2026年5月19日
2026年5月19日
MySQLのユーザー権限を設定する方法(GRANT/REVOKE)
はじめに
MySQLデータベース管理において、ユーザーが特定の権限を持つことが重要です。適切なアクセス制御はシステム全体のセキュリティを確保し、管理者は重要な情報を保護することができます。この記事では、GRANTとREVOKEコマンドを使用してユーザーの権限を設定する方法について説明します。
症状・背景
MySQLユーザーに適切なアクセス制御が必要になる主な場面:
- ユーザーが特定のデータベースやテーブルに対して読み取り専用アクセスを持つべき場合
- 新しいユーザーアカウントを作成し、そのアカウントに必要な権限を与える必要がある場合
- 既存のユーザーの権限を削減または変更する必要がある場合
- システムのセキュリティポリシーにより特定のアクセス権限が必要となる場合
手順・設定方法
ステップ1: ユーザーを作成し、基本的なアクセス権限を付与する
# 新しいユーザーを作成します。'username'はユーザー名、'password'はパスワードです。
CREATE USER 'username'@'localhost' IDENTIFIED BY 'password';
# 新しく作成したユーザーに特定のデータベースへの読み取り専用アクセスを付与します。
GRANT SELECT ON database_name.* TO 'username'@'localhost';
ステップ2: より詳細な権限設定とリモート接続許可
# 新しいユーザーに特定のデータベースへのフルアクセス(SELECT, INSERT, UPDATE, DELETE)を付与します。
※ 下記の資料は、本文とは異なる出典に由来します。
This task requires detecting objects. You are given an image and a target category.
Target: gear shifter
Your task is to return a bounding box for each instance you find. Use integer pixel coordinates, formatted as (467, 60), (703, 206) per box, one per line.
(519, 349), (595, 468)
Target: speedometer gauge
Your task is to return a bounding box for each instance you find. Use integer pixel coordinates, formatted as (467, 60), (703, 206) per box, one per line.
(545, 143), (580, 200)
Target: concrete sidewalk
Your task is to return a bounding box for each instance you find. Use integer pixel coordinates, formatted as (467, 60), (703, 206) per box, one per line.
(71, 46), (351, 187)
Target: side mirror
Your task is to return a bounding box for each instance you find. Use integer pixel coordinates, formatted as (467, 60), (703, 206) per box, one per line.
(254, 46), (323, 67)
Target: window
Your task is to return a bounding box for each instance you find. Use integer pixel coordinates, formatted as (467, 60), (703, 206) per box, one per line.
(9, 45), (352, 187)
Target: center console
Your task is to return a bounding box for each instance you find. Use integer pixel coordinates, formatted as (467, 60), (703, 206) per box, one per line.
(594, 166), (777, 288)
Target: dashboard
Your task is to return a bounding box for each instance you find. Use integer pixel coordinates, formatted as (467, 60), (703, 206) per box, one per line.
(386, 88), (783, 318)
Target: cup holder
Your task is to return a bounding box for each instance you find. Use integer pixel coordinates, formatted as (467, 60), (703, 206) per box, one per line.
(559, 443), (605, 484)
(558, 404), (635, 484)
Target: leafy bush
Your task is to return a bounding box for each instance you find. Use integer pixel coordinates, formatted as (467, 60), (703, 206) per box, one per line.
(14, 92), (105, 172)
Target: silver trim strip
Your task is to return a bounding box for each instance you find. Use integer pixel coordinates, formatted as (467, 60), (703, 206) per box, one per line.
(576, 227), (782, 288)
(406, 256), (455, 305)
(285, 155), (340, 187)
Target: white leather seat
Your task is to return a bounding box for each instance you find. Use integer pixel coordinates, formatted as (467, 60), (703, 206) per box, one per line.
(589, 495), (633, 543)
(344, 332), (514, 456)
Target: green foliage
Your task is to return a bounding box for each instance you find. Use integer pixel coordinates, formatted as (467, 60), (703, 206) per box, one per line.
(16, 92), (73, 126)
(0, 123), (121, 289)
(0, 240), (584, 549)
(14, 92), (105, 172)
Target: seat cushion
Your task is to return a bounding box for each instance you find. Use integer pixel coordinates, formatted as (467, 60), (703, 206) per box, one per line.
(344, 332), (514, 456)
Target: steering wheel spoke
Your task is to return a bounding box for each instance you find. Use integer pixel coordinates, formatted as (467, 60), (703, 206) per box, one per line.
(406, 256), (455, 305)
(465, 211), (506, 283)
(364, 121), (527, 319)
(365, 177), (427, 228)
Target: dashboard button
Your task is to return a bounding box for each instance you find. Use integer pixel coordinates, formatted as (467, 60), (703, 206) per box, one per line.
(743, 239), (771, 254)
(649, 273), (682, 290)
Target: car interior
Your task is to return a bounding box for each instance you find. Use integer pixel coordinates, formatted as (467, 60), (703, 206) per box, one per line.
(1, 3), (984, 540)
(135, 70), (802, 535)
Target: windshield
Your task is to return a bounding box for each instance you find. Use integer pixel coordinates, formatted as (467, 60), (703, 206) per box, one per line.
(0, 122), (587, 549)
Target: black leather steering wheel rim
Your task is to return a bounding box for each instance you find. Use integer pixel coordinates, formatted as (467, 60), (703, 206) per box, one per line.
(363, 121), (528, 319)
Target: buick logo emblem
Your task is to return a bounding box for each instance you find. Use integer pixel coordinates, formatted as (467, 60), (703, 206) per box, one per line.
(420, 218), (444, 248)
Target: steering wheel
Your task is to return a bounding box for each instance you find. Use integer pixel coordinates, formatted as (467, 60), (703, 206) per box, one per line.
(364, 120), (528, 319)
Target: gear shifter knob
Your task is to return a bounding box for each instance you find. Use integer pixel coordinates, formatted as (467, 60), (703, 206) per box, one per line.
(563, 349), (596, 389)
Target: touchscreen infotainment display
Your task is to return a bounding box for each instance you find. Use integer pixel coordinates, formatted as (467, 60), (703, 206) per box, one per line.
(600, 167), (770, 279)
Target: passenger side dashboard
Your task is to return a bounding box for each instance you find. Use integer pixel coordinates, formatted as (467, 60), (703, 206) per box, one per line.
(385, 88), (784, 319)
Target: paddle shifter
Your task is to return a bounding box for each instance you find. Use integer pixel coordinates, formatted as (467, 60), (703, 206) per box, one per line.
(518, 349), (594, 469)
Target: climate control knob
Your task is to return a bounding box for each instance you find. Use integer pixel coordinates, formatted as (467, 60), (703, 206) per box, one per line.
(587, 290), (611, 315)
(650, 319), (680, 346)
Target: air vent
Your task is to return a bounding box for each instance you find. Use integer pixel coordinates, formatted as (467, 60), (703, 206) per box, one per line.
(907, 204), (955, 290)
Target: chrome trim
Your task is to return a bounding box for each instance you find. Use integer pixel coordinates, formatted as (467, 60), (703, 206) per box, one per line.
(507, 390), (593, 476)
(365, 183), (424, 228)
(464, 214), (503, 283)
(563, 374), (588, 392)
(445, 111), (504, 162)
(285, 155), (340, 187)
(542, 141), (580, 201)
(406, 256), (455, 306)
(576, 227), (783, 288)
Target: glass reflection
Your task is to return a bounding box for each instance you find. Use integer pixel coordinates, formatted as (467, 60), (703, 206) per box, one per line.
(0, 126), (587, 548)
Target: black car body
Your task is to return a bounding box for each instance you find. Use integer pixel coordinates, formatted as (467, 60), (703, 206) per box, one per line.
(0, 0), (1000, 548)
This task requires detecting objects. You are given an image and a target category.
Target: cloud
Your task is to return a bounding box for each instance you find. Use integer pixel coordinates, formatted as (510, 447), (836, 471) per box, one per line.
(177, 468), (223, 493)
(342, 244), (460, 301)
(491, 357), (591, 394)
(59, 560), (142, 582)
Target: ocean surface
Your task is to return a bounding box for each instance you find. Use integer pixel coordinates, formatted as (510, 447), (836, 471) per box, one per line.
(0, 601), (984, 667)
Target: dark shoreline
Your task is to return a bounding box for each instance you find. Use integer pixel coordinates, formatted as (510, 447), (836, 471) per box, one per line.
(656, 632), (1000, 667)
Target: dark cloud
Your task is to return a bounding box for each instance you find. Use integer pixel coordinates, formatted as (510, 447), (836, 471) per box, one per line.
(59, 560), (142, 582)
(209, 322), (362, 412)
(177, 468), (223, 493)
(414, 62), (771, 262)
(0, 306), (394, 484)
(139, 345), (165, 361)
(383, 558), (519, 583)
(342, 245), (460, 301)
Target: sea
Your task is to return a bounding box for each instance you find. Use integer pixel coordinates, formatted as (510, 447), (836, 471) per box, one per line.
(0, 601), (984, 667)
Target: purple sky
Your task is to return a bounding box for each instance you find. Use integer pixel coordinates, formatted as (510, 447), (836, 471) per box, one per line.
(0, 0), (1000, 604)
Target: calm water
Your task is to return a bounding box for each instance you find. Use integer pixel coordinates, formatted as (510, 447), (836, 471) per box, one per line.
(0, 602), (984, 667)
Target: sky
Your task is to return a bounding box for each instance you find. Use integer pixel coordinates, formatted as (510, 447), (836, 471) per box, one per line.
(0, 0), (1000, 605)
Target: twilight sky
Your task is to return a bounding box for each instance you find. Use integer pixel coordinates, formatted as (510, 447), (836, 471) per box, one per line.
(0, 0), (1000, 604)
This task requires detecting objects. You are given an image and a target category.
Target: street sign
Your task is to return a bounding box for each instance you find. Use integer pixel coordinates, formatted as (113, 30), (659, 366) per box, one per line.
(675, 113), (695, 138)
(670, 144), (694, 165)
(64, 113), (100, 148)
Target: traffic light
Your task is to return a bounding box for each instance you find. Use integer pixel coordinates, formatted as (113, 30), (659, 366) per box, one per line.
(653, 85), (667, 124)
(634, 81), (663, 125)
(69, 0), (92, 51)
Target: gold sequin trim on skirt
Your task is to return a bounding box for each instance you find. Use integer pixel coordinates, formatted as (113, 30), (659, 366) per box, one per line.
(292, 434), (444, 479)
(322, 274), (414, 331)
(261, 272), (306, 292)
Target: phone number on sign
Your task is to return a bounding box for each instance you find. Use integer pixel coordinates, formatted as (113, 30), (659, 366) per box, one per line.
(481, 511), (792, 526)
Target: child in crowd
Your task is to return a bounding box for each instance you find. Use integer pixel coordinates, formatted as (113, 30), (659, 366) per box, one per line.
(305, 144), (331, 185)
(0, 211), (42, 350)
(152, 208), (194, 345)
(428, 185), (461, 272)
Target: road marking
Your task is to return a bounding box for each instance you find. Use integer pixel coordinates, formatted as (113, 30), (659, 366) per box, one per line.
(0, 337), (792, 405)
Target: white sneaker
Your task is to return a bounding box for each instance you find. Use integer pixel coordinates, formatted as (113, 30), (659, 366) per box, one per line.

GRANT SELECT,INSERT,UPDATE,DELETE ON database_name.* TO 'username'@'localhost';
# ユーザーがリモートマシンから接続できるように許可します。
GRANT ALL PRIVILEGES ON database_name.* TO 'username'@'%';
ステップ3: 特定のテーブルに対する制限付きアクセスを設定
# 新しいユーザーに特定のデータベース内の特定のテーブルへの読み取り専用アクセスを付与します。
GRANT SELECT ON database_name.table_name TO 'username'@'localhost';
# ユーザーが指定されたテーブルに対するINSERTとDELETE権限を持つように設定します。
GRANT INSERT, DELETE ON database_name.table_name TO 'username'@'%';
ステップ4: 権限を削除または変更する
# 特定のユーザーの全権限を取り消します。
REVOKE ALL PRIVILEGES, GRANT OPTION FROM 'username'@'localhost';
# より具体的な権限の取り消し(例:SELECT権限)
REVOKE SELECT ON database_name.* FROM 'username'@'%';
注意事項
- 実際のユーザー名とパスワードを設定する際には、適切にマネージメントツールやセキュリティポリシーに従ってください。
- GRANTとREVOKEを使用する前に、既存のユーザー権限を確認することをお勧めします。これにより、意図しないアクセスが許可されることを防ぐことができます。
- セキュリティ上の注意点: リモートマシンから接続できるようにするには「%」を使用しますが、これは最も安全な設定ではありません。特定のIPアドレスまたはホスト名に制限を設けることを強く推奨します。
- パフォーマンス/運用上の注意: ユーザー権限の管理は頻繁に行われるべきではありません。適切な初期設定を行い、その後変更が少ないようにすることが重要です。
まとめ
1. GRANTコマンドを使用して新しいユーザーに必要なアクセス権を付与できます。
2. REVOKEコマンドを使用すると、既存のユーザーから不要になったアクセス権を取り消すことができます。
3. '%*'と'@localhost' の違いを理解し、適切な接続設定を選択します。
4. ユーザーに必要以上の権限を与えないように注意してください。最小限の権限で運用することがセキュリティ上重要です。
5. 定期的にユーザー権限とアクセス制御リストをレビューし、適切なセキュリティポリシーに従って更新を行います。